Objectives: We investigated the secular trend in white blood cell (WBC) count and the relationship between WBC count and mortality between 1958 and 2002.
Background: The WBC count is a clinical marker of inflammation and a strong predictor of mortality. Limited data exist on the WBC count secular trend and the relationship between WBC and mortality.
Methods: One thousand eighty-three women and 1,720 men were evaluated longitudinally in the Baltimore Longitudinal Study of Aging. Blood samples and medical information were collected at the study entry and every 2 years during follow-up visits. The WBC count and all-cause, cardiovascular, and cancer mortality were assessed.

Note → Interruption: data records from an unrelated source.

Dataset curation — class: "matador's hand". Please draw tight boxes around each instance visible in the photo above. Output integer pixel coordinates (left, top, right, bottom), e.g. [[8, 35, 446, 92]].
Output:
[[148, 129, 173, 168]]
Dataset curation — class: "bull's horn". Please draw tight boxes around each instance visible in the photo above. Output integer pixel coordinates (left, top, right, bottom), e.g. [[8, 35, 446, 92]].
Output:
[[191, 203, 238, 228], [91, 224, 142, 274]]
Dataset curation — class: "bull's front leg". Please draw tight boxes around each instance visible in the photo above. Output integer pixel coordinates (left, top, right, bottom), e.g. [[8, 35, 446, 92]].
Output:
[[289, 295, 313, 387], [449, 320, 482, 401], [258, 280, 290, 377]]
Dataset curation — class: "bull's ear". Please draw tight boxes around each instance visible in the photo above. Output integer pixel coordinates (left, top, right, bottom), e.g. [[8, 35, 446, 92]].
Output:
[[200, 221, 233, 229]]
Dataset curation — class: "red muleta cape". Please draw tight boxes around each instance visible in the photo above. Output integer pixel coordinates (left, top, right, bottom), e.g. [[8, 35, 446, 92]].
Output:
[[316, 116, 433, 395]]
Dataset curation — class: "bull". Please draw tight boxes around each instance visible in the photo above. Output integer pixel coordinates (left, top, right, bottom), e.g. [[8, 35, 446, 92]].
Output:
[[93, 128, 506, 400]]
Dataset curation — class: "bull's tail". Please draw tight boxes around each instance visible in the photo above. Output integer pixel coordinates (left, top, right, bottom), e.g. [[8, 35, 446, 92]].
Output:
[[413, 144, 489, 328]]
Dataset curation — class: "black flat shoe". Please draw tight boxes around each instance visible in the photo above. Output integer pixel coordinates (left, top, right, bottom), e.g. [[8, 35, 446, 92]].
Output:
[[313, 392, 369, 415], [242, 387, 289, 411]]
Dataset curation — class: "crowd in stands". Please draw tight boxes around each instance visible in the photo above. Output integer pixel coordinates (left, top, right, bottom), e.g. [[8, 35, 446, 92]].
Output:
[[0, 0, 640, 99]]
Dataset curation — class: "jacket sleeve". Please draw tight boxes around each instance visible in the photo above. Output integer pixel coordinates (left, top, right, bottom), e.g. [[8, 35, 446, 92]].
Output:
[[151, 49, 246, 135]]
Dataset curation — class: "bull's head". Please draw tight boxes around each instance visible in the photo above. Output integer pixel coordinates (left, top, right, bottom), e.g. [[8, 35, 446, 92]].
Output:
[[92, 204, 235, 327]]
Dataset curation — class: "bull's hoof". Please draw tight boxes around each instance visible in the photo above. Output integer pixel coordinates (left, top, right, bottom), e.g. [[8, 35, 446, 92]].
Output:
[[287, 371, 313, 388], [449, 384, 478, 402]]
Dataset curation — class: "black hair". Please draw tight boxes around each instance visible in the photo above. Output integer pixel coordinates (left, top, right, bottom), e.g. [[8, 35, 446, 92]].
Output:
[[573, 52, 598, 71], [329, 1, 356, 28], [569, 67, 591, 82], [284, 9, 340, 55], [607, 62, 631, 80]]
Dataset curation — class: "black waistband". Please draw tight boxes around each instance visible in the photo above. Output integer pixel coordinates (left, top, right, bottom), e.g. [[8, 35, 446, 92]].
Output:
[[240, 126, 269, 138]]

Results: A downward trend in WBC count was observed from 1958 to 2002. The secular downward trend was independent of age, gender, race, smoking, body mass index, and physical activity. The WBC count was nonlinearly associated with all-cause mortality and almost linearly associated with cardiovascular mortality. Participants with baseline WBC <3,500 cells/mm3 and WBC >6,000 cells/mm3 had higher mortality than those with 3,500 to 6,000 WBC/mm3. Within each WBC group, age-adjusted mortality rates declined in successive cohorts from the 1960s to the 1990s. Participants who died had higher WBC than those who survived, and the difference was statistically significant within 5 years before death.
Conclusions: Our study provides evidence for a secular downward trend in WBC count over the period from 1958 to 2002. Higher WBC counts are associated with higher mortality in successive cohorts. We found no evidence that the decline of age-specific mortality rates that occurred from 1960 to 2000 was attributable to a secular downward trend in WBC.